Reste à répartir les soins entre ceux qui resteraient couverts par la sécurité sociale et ceux qui ne le seraient plus.

Dans le document le plus complet sur le système de santé, il est donc écrit "notamment sur les affections graves ou de longue durée". Dans d'autres documents, en particulier celui qui récapitule l'ensemble de ses propositions de A à Z (intitulé Pour vous), la formulation est différente:

"(...) recentrer l'assurance-maladie sur les affections graves et l'assurance privée sur le reste."

La notion d'affections graves ne renvoie à rien. En revanche, celle d'affections de longue durée est bien définie dans le code de la sécurité sociale.

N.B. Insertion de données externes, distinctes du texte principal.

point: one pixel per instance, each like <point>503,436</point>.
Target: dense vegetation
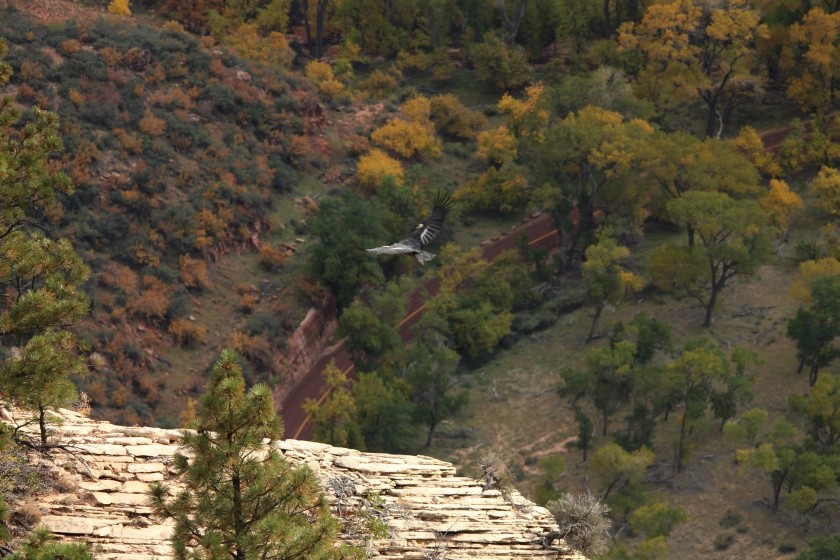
<point>204,150</point>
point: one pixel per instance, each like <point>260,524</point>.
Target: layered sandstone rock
<point>430,513</point>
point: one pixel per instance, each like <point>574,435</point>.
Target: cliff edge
<point>430,513</point>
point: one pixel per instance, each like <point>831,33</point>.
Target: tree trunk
<point>430,434</point>
<point>710,307</point>
<point>307,27</point>
<point>42,425</point>
<point>238,523</point>
<point>777,492</point>
<point>681,444</point>
<point>607,20</point>
<point>812,375</point>
<point>512,24</point>
<point>597,316</point>
<point>319,28</point>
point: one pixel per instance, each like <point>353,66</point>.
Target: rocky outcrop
<point>429,511</point>
<point>307,344</point>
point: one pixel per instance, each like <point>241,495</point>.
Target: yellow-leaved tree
<point>819,66</point>
<point>781,203</point>
<point>691,48</point>
<point>413,133</point>
<point>826,186</point>
<point>527,116</point>
<point>119,7</point>
<point>809,271</point>
<point>321,74</point>
<point>375,166</point>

Ces affections de longue durée (ou ALD) représentent plus de 60% des dépenses de l'assurance-maladie.

Quoi qu'il en soit, on est de toute façon loin des notions - également floues - de "soins de confort" ou de "bobologie".

En résumé, si on suit son programme, la logique de ce que propose François Fillon serait la privatisation jusqu'à près de 40% de l'assurance-maladie.

 

François Fillon a d'ailleurs raison de souligner, "au passage", que "la gauche préfère oublier que le poids des mutuelles et des assurances personnelles n'a cessé d'augmenter depuis des décennies, y compris dans le cadre des réformes qu'elle a elle-même votées."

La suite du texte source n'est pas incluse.